With big data too much is never enough

August 1, 2013

Meanwhile, the data collected isn't exactly in the right format for secondary use

Recently the Institute of Medicine of the National Academies made a point that in healthcare, you can never have too much data.

Michael Murray, executive director of the Regenstrief Center for Healthcare Effectiveness Research at the Regenstrief Institute, says the idea of the report, “Making the Case for Continuous Learning from Routinely Collected Data,” is to engage the public in the idea that secondary uses of their health data that could benefit all types of patients. Not sharing information could be a missed opportunity.

IOM authors note that patients and the public can be effective advocates for resetting expectations and encouraging use of routinely collected data to improve care and learn from others' experiences. In fact, most patients believe that medical records are already being mined for continuous learning, even though such big data efforts are still in their infancy. 

“There are certain hazards out there that the only way you can understand them is by looking at large repositories of data,” Murray says.

For example, when the drug Vioxx was determined to increase the risk of heart attacks, researchers believed the risk could have been detected sooner if trial data and claims data had been analyzed.

In addition to finding methods for preventing harm, large data studies could:

• Improve disease monitoring and tracking;
better target medical services for improved health outcomes and cost savings;

• Help inform both patients and clinicians to improve how they make decisions during clinical visits;

• Avoid harm to patients and unnecessary costs associated with repeat testing and delivery of unsuccessful treatments; and

• Accelerate and improve the use of research in routine medical care to answer medical questions more effectively and efficiently.

Aggregated data, also known as big data, can be modeled to mimic real world application.

“There may be certain things we’re doing that we need to broadcast that are really helping people. If they’re done in one healthcare system, another healthcare system can benefit from using the same approach,” Murray explains.

Daryl Wansink, director of healthcare research and evaluation at Blue Cross and Blue Shield of North Carolina (BCBSNC), agrees with the potential benefits of shared healthcare information. But the devil is in the details-as well as the execution, he says. Sharing data isn’t as simple as it seems, even beyond patients’ privacy concerns.

Many data systems still don’t talk to each other. Earlier this year, a Black Book Market Research survey showed that 23% of physician practices were frustrated enough with their EHRs to consider changing vendors. Dissatisfied users reported problems interfacing with other software, overly complex connectivity and concerns related to integration with mobile devices.

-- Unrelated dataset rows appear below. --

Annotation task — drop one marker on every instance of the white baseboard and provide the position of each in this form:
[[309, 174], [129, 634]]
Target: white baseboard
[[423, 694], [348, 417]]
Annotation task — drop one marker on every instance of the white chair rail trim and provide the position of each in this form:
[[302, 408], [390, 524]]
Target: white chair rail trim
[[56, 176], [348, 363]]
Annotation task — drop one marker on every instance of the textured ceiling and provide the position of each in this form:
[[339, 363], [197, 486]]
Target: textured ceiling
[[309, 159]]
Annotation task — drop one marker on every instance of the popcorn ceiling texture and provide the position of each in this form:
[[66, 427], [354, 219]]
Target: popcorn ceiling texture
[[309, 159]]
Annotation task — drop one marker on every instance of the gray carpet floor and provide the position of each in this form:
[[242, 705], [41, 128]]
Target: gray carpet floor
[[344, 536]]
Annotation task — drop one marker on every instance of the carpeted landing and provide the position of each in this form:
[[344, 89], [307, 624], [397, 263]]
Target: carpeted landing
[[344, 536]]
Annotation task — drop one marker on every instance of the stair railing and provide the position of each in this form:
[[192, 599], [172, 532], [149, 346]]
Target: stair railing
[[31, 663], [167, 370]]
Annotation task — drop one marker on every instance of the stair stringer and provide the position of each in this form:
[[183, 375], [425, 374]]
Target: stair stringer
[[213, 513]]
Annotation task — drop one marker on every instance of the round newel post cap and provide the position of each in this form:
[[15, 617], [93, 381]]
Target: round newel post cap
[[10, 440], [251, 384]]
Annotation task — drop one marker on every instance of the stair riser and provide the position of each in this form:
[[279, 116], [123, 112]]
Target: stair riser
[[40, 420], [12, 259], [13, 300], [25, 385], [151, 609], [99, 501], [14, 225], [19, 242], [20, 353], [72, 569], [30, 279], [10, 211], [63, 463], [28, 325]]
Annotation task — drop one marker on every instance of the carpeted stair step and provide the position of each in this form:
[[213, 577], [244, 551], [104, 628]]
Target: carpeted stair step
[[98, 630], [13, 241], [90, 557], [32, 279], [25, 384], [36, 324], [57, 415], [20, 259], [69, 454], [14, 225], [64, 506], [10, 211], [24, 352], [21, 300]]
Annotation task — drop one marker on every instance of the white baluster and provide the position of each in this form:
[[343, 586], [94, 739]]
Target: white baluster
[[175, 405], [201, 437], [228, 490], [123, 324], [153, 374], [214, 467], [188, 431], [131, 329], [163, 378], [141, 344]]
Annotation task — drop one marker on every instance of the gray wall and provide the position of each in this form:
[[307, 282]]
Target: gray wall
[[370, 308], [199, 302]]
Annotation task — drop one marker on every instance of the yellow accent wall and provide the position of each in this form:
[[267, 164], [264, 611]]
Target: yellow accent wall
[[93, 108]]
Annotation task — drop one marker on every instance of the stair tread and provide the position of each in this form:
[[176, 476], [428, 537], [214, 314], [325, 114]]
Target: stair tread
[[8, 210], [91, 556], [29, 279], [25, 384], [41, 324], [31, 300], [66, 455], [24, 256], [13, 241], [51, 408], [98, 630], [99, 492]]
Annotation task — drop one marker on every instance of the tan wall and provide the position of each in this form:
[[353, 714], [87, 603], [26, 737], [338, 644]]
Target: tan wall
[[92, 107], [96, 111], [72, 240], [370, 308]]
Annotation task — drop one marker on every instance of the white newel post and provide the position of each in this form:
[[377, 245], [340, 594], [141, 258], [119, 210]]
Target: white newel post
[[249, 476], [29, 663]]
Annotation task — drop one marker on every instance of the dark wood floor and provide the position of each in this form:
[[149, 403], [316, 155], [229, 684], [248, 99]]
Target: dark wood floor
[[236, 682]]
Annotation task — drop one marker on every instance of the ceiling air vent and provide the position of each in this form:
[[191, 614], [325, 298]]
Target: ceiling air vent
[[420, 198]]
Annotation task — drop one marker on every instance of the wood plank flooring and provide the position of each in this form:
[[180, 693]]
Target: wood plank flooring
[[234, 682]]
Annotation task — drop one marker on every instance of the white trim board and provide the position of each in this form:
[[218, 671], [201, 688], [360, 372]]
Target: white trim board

Meanwhile, the data that is currently collected often isn’t optimized for secondary purposes. On top of that, data can be incomplete or duplicated and skew the intelligence that results from the analysis.

Wansink notes that although BCBSNC fully supports the North Carolina Health Information Exchange and has executives on its board, progress toward leveraging data across the community has not been swift.

“It’s the reality of trying to integrate so many disparate systems,” he says, “It’s a very challenging goal to integrate of the information, even regionally."

One difficulty comes with using claims data for clinical purposes, according to Wansink, because it’s a transactional coding that lacks comprehensive detail. For example, it’s possible for a person without diabetes to have a claim with a diabetes diagnosis code on it, possibly due to an error or a rule-out diagnosis.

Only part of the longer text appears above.